Recuerdan que nadie les estaba esperando en el aeropuerto, pues llegaron 4 horas después de lo previsto a un lugar muy lejos de su Remedios. En medio de la noche y sin asomos de desconsuelo, dos personas se les acercan, preguntando si eran una familia cubana. –“Somos nosotros”–, dijo la abuela, sin inquirir a quiénes buscaban ni quiénes eran. Montaron con ellos en dos carros que fueron a detenerse en un campamento de refugiados.  Allí permanecieron pocos días, entre cientos de cubanos y miembros de otras nacionalidades, pues aunque nadie quería irse a un barrio que consideraban conflictivo, ellos aceptaron el primer techo privado que se le presentó a la familia.
 –Teníamos 3 sillas, había que esperar que uno se parara para otro sentarse– dice Yahima. –Pero como los tres más viejos tenían prioridad, nosotros casi siempre estábamos de pie– aclara Rosa.
–Yo recuerdo que después encontramos un sofá en la calle–  recuerda Pedro. Entonces, entre los tres, completan la historia surealista de lo que pudiéramos llamar “el sofá de Louisville”, artefacto que, aunque sin cojines,  era más cómodo que el piso.

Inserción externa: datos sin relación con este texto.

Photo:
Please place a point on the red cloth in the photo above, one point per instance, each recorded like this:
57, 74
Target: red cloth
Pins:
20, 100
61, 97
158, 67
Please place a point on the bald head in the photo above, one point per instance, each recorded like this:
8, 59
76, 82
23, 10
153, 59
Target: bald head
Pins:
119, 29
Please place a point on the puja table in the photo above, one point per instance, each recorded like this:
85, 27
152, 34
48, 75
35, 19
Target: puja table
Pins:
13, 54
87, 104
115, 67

 A los pocos días,  invitaron a la casa a otro cubano que conocieron en el mercado. El hombre se quedó asombrado con el sofá, y sólo con la confesión pudieron entender su encanto: –¿Dónde lo encontaron?– preguntó, y agregó, sin esperar la respuesta: –No me lo van a creer, yo tengo los cojines. Los recogí en la calle y al regresar a los diez minutos por el sofá, no quedaba ni el rastro–. Todos se quedaron con la boca abierta, hasta que el visitante dijo, casi con desconsuelo: –No se preocupen, yo se los voy a traer, total, ustedes tienen lo principal–.  Ninguno entendió bien si ‘lo principal’ a que se refería aquel buen hombre era al sofá, o a la familia unida que emprendía una nueva vida con tanto entusiasmo.

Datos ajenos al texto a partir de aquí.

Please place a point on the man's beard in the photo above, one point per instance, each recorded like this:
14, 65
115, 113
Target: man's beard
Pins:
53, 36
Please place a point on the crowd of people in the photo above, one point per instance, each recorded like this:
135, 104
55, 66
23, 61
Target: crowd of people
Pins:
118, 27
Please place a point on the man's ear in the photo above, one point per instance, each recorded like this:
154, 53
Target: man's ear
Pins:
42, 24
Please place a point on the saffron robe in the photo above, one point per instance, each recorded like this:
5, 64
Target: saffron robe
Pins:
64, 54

 Así empezó la familia Hernádez en Estados Unidos. Enseguida empezaron a trabajar, con todo el empeño, la honradez y la alegría que traen en la sangre desde sus antepasados. A los 8 meses de llegar compraron su primera casa, para asombro de todos. Yahima entró a la universidad y las horas que un estudiante requiere para la biblioteca las tuvo que emplear en trabajar para una cafetería. Pero a los cuatro años se graduó con honores, alcanzando una Licenciatura en Psicología en la Universidad de Louisville.

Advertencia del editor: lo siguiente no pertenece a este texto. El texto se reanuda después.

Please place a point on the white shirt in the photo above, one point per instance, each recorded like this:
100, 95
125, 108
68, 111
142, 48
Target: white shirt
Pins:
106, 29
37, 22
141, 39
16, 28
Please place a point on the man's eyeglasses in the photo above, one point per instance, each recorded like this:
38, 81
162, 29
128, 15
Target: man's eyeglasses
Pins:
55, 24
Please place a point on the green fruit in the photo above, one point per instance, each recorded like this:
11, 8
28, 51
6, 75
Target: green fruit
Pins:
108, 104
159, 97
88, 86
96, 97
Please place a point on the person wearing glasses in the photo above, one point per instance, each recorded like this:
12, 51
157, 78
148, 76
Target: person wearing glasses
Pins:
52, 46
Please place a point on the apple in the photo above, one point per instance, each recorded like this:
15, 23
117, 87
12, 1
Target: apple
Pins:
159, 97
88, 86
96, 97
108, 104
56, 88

Yahima Hernádez (la tercera desde la derecha),
 entre sus padres, su hijo y otros familiares
 Sin embargo, la vocación la llamó a las Ciencias Jurídicas y, trasladada con su familia a la Florida,  las puertas del Colegio de Derecho de la Universidad Stenson se abrieron a su inteligencia. En ella, no sólo completó todos los créditos para graduarse de abogada, sino que fue galardonada con el Premio William F. Blews por sus notables servicios a la comunidad.
 Ya con la Licencia  para ejercer en la Corte Suprema de la Florida, se inclinó hacia las leyes relacionadas con la inmigración, especialidad a la que ha dedicado sus últimos años y en la que ha alcanzado prestigio profesional y consideración.
 En 2011 creó su propia firma de abogados –Law Offices of Hernandez & Smith, P.A.–, la  que comparte con su amiga Christine Smith, otra maravillosa abogada. Conversar con ella, como con sus padres, es siempre un premio, porque entre el exquisito humor se desgrana una agradable sonrisa, una palabra de aliento, una enseñanza que alimenta la confianza en  los valores universales del ser humano.